What fillings do you put in homemade chocolates?

feespirit, Nov 8, 11:48am
I'm using chocolate molds, just hoping for some ideas please.

pogram0, Nov 8, 7:05pm
I am sure you can buy fillings for chocolates but one home-made one I know of is 55g plain chocolate broken into pieces and melted over a double-boiler, 2 tablespoons of cream, 225g icing sugar. Sift the icing sugar into the melted chocolate and add cream. Use a fork to mix and then knead mixture to form a firm, smooth, pliable mixture. Lightly dust a work surface with drinking chocolate powder, roll out the mixture to the thickness needed and cut our circles .with a cutter. Leave for around 12 hours or overnight to set and dry out. Dip the circles into your chocolate covering to finish off the chocolates.

greerg, Nov 8, 7:46pm
I use flavoured ganache mostly. With white chocolate ganache I have used freeze dried raspberries crumbled in while the mixture is hot. Dark chocolate with Cointreau and very finely chopped candied orange. Baileys and milk chocolate. Kahlya and a little instant coffee powder with dark chocolate.
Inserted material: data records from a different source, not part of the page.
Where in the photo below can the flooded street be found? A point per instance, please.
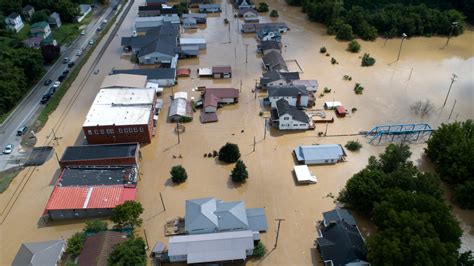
(423, 72)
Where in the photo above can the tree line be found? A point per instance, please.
(369, 19)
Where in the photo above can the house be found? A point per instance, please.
(211, 248)
(121, 115)
(40, 253)
(121, 154)
(84, 10)
(222, 72)
(341, 244)
(164, 77)
(210, 8)
(274, 61)
(287, 117)
(40, 29)
(14, 23)
(209, 215)
(200, 18)
(310, 84)
(275, 78)
(296, 96)
(247, 12)
(98, 247)
(213, 97)
(33, 42)
(180, 108)
(54, 20)
(28, 12)
(320, 154)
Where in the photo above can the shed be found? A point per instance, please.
(303, 175)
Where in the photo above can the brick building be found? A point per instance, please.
(121, 115)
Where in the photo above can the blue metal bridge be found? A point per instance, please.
(400, 133)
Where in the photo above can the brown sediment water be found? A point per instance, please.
(423, 72)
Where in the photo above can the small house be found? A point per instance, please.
(28, 12)
(210, 8)
(13, 22)
(222, 72)
(40, 29)
(54, 20)
(320, 154)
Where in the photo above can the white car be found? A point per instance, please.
(8, 149)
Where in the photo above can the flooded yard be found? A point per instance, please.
(423, 72)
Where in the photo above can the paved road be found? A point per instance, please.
(30, 107)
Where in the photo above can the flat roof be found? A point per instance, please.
(96, 176)
(97, 152)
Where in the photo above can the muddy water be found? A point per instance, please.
(389, 91)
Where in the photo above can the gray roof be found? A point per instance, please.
(283, 107)
(287, 90)
(339, 214)
(341, 243)
(39, 253)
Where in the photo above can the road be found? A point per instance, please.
(28, 110)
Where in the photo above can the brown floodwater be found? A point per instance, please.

whitehead., Nov 8, 10:40pm
i do chocolate peanuts nuke your peanuts for six minutes a full tray and tip onto broken up chocolate stir to mix and spoon out onto cooking paper leave to set over night . they are yummy i have just had an order from family from the states for exmas dinner in wellington this year

nauru, Nov 9, 8:20am
Various flavoured ganache fillings, marzipan, caramel for moulded chocolates. I also make the following:
Peppermint creams half choc dipped
Chocolate covered ginger
Chocolate truffles
Chocolate covered Turkish delight - I cheat & use shop bought TD
Chocolate covered brazil nuts/almonds
Chocolate dipped dried apricots/kiwifruit/mango
Coconut Ice
Bounty bars/balls

punkinthefirst, Nov 10, 12:00am
I dip, rather than mould, my Christmas gift chocolate. I use fondant, flavoured with essential oils like peppermint, orange, etc., and good essences, and cut into different shapes so that I can tell them apart when they're dipped. I also make a really good marshmallow, turkish delight, small balls of truffles and fudge fillings from recipes in "The Joy of Cooking", which has a great section on candy-making. In the boxes of sweets, I usually include undipped versions of all the above, plus dried apricots and dates, stuffed with homemade marzipan. For children, I often include a white or pink sugar mouse, made from flavoured fondant.
Yes, it looks like a lot of sugar, but one batch of each sweet yields enough to put a couple of pieces of each one into a little box with a pretty paper doiley, to wrap with cellophane and a bit of ribbon, for a most acceptable small once-a-year gift for many different people.

gennie, Jul 1, 1:19am
125g milk choc, 125g white choc, 100ml cream, 30g butter, 1-2 T of Baileys. Heat cream to just below boiling and add butter and chocolate, stir until combined, add Baileys. Will still be liquid enough at room temp to pour into a chocolate shell. Also good for chilling until firm and then rolling into balls, chilling again and then dipping. Best served at room temp as the choc shell is crisp and the inside is soft and just melts in your mouth.